Becoming aware of this was incredibly powerful. Until that realization, I had always felt victimized by the suffering of being at work. It always felt like something bigger than myself, an inevitable cycle of suffering that I’m subject to unless I want to be homeless and hungry. But seeing it this way, and understanding in a very visceral way that the suffering isn’t real because I’m the one creating it, was like discovering the key to my own prison.

Now when that particular suffering arises, I know what to say…I see you, Mara.

Having solved this mystery, I thought about a teaching I’ve heard many times now. We have no experience of a state where there is no suffering. If that’s so, why do we yearn for a state of perfection? How do we even know there can be a place without suffering?
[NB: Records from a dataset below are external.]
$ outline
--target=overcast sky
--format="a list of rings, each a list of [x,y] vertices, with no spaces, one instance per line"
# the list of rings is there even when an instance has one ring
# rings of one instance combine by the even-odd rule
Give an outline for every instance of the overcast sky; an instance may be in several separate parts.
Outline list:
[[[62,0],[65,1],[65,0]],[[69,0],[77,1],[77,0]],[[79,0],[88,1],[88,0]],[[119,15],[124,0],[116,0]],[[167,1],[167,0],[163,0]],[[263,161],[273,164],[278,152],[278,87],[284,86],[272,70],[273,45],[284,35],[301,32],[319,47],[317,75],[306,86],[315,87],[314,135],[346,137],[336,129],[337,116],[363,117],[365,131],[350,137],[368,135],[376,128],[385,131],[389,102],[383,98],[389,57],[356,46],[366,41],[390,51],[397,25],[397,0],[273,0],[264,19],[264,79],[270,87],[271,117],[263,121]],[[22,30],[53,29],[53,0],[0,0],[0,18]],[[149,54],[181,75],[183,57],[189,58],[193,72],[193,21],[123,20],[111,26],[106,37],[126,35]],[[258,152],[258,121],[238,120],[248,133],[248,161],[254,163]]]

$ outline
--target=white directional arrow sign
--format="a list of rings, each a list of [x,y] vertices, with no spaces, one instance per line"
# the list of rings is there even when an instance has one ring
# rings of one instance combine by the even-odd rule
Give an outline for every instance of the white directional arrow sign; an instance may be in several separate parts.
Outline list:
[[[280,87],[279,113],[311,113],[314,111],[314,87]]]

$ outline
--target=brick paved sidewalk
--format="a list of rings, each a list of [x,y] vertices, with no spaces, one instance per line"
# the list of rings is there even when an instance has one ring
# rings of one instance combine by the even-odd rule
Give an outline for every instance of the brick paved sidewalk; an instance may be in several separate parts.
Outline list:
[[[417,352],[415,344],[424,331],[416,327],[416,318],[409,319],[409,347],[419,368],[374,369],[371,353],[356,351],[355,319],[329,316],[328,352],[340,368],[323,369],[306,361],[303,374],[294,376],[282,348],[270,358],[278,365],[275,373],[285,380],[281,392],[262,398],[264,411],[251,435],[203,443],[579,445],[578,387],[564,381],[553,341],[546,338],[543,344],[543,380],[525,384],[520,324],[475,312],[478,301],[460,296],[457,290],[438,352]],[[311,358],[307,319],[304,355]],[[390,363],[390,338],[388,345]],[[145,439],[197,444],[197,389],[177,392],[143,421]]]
In going through this experiment with pain and the suffering of suffering, I saw our yearnings for perfection in a different light. I saw our constant yearnings for a permanent and lasting release from suffering as near-perfect expressions of our Buddha Nature, the part of us which only knows the perfection of true purity, true self, true bliss, true permanence.

This new adventure with Interplanetary Title, Inc. so far has been an interesting walk on the path.

The all-ground is untainted,

Incidentally covered but naturally splendid.

Buddha Nature is perfect—empty of the separable, the fleeting stains;

Not empty of the inseparable, unsurpassable qualities:

True purity, true self, true bliss, true permanence.